Each Monday, our team does a quick planning check-in. We share schedules and major project items. This week, just about everyone is travelling at least one evening to attend a high school or college graduation.
It’s got me wondering — with thousands of Louisiana’s young people preparing to enter either higher education or the workforce, what will the health and wellbeing of our state look like at their ten-year reunion? These kinds of milestones prompt us to think about what we want to be different. The Foundation is working towards the day when Louisiana kids and communities are happy and healthy, so it begs the question, what would it take to get there?
Here are a few things I believe and hope are possible ten years from now:
- Equitable outcomes in care: The digitization and democratization of health data yield significant studies in gaps in care and health equity. We are able to use data to identify places where care isn’t available, where bias and support gaps have influenced disparities in health outcomes, and we have implemented best practices to close the gaps experienced by people of color, people in rural areas and people living in poverty. By ending those disparities, we improve health outcomes for all.

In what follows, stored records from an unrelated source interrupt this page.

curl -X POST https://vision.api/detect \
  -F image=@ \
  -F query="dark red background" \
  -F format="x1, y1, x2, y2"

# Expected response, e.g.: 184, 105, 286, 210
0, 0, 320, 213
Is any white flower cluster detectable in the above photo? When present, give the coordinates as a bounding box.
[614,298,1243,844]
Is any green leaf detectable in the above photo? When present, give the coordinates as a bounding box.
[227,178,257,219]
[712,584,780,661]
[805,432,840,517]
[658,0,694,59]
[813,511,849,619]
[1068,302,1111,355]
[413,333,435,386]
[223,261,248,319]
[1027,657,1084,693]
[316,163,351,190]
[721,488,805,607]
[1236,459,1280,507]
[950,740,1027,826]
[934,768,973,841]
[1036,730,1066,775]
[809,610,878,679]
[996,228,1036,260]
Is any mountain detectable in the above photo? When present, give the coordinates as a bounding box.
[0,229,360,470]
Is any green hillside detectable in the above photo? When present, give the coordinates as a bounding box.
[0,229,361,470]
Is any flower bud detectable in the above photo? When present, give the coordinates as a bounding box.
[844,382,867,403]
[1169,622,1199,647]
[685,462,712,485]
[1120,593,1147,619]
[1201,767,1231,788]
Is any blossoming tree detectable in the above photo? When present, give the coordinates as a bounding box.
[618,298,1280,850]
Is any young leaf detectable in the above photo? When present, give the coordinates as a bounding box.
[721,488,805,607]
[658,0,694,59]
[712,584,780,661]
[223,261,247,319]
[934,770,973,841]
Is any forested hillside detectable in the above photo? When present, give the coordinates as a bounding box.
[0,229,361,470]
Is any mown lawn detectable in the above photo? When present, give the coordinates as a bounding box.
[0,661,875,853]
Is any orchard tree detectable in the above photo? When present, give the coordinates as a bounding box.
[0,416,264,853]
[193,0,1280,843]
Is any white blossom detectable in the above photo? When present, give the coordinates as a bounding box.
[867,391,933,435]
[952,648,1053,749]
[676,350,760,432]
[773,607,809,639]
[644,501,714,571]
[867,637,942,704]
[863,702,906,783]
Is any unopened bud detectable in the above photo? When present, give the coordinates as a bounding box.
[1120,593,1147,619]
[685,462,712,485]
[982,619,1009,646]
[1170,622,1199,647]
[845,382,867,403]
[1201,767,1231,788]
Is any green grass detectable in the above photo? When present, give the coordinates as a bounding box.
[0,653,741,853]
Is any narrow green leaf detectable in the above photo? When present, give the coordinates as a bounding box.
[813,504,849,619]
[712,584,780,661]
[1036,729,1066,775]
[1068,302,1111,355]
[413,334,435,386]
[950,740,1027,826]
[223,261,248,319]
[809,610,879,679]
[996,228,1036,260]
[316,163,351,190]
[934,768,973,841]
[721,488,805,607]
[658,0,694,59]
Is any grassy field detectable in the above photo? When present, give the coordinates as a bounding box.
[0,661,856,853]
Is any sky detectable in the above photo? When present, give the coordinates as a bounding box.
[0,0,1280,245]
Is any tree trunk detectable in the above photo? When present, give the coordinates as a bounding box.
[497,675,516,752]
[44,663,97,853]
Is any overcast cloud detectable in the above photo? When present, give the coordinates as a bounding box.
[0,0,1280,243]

- Communities have a health focus: Each community in the state has built a coalition of local government, healthcare providers and community organizations to promote health. Together, they are supporting healthy eating, exercise classes, emotional wellbeing and other efforts that their community believes are priorities to improve overall health and quality of life. Louisiana towns and cities are actively competing to be known as both the happiest AND the healthiest.
- Mental health: An end to stigmas related to mental health and treatment. There is quality, affordable mental health treatment for all, including addiction and recovery. Communities come together to treat trauma and build resilience.
- Care navigation for all: In each region for the state, there is a consistent roadmap for wrap-around services to address the needs of patients living with mental health issues and other issues that interrupt health and wellness. Supports are in place for patients to address food and housing insecurity and other social determinants of health.
- No gaps in the healthcare workforce and equitable access: Louisiana has developed its talent pipeline to completely close gaps in the nursing and primary care workforce. Higher education and healthcare providers collaborate to produce enough high quality candidates to treat Louisiana’s patients in any setting; and those patients, as a result, have access to quality care near where they live.
At the end of May, we’re meeting in Baton Rouge to learn from Foundation grantees who are doing this work and have seen results, lessons-learned and best practices to share. We are doing this precisely to inspire folks to learn from and “steal” from each other. If a great project works for one community, we hope that another will learn from it, tweak it and put it to use in their own hometown.
Sharing these lessons is absolutely a part of how we reach a better future over the next decade. You are cordially invited to be a part of that meeting – you can register for free online, and we hope you’ll join us to learn and share your insights.
What else do you hope will change by our students’ ten-year reunion? And what’s your plan to make that happen? Let’s start a conversation and together, let’s make progress a reality for communities across our state.